Polyamides can be found in ski bindings and in cars or items of clothing. Commercially, they have been made predominantly from crude oil up until now. There are just a few “green” alternatives, such as polyamides based on castor oil.

Bio-based compounds are often significantly more expensive to produce and have therefore only been able to penetrate the market before now if they have had particular properties. A team led by Volker Sieber, professor of the Chemistry of Biogenic Raw Materials at TU Munich, has now developed a completely new polyamide family which can be produced from a byproduct of cellulose production.

The biogenic starting material, (+)-3-carene, is made up of two rings which are fused to one another. The chemists at the TUM and the Fraunhofer Institute for Interfacial Engineering and Biotechnology (IGB) in Straubing have modified one of the rings in such a way that it can be opened up, yielding a long chain of molecules, a polymer.

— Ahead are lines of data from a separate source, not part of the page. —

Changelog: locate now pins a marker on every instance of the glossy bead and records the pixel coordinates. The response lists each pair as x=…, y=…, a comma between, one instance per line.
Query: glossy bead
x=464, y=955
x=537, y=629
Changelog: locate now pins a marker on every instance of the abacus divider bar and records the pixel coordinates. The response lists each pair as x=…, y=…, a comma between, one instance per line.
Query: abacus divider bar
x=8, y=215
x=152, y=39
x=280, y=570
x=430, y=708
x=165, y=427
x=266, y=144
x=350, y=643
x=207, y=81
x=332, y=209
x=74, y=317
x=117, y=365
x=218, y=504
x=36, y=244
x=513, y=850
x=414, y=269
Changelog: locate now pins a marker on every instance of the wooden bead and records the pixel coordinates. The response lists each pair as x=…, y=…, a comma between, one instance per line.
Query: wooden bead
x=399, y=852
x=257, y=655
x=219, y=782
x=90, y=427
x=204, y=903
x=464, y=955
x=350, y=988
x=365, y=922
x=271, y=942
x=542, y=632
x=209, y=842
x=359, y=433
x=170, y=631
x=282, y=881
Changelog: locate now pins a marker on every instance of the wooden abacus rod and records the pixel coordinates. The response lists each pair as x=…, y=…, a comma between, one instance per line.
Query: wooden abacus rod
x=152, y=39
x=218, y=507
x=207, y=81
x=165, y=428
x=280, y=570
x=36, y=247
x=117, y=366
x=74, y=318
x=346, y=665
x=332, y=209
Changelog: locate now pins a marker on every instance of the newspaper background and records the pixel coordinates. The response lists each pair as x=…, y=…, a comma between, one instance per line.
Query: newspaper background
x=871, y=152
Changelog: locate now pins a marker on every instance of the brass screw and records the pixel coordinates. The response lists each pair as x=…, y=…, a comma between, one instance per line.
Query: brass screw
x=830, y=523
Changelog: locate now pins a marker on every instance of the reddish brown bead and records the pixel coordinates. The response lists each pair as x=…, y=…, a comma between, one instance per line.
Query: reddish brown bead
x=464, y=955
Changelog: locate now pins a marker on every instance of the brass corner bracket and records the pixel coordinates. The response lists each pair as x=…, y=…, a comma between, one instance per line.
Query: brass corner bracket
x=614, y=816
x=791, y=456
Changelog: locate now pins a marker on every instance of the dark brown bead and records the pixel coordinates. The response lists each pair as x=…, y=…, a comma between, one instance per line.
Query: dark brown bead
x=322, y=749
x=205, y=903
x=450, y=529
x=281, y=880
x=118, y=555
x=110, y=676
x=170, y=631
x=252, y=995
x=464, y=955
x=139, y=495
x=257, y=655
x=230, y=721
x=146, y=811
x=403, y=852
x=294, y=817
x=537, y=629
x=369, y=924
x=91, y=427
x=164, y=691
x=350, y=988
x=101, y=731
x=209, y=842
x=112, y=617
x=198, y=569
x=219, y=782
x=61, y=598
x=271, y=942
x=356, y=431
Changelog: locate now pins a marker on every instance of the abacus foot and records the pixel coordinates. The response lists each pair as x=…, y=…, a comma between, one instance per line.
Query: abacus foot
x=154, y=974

The second ring remains intact here. In this way, instead of a linear polymer chain like in traditional polyamides, a chain which bears many small rings and other side groups emerges. This gives the polymer completely new functions.

The new polyamides have special properties which make them attractive for many applications. For example, they melt at higher temperatures than the competing crude oil derived products. In addition, the new compounds can be produced transparently as well as in a partially crystalline manner, which increases its later application possibilities using the same starting substance.

“By way of reaction conditions and catalysts during synthesis, we can easily control whether we will obtain a transparent or partially crystalline polyamide in the end,” explains Sieber. “However, the basis for this is offered above all by the specific structure of the bio-based starting material which would be very expensive to obtain from fossil raw materials.”

From an industrial point of view, it is important that the synthesis basically takes place in one reaction container. This “one-pot” process would not just allow a significant reduction in costs, but would also mean a clear increase in sustainability, according to Sieber.

The biogenic starting material (+)-3-carene can be distilled at a high purity and comparatively low cost from the turpentine oil produced as a secondary product in the cellulose industry. Up until now, the turpentine oil was only heated in the cellulose factories. “We use it as a vital starting material for plastics,” says Sieber. “This is an enormous increase in value.”

Sieber points out that with turpentine oil being a side product of the forest industry, in contrary to the use of castor oil, “we are not competing against food production.” The researchers are not yet completely satisfied with the achieved overall yield of the process, this is at 25 per cent by mass.

“Thanks to the simple scalability, the potential for an efficient process is very high,” says Paul Stockmann, whose doctoral thesis at the TUM is based on the findings. At the Fraunhofer IGB, the chemist is now working to establish (+)-3-carene-based polyamides as alternatives to crude-oil-based high-performance polyamides.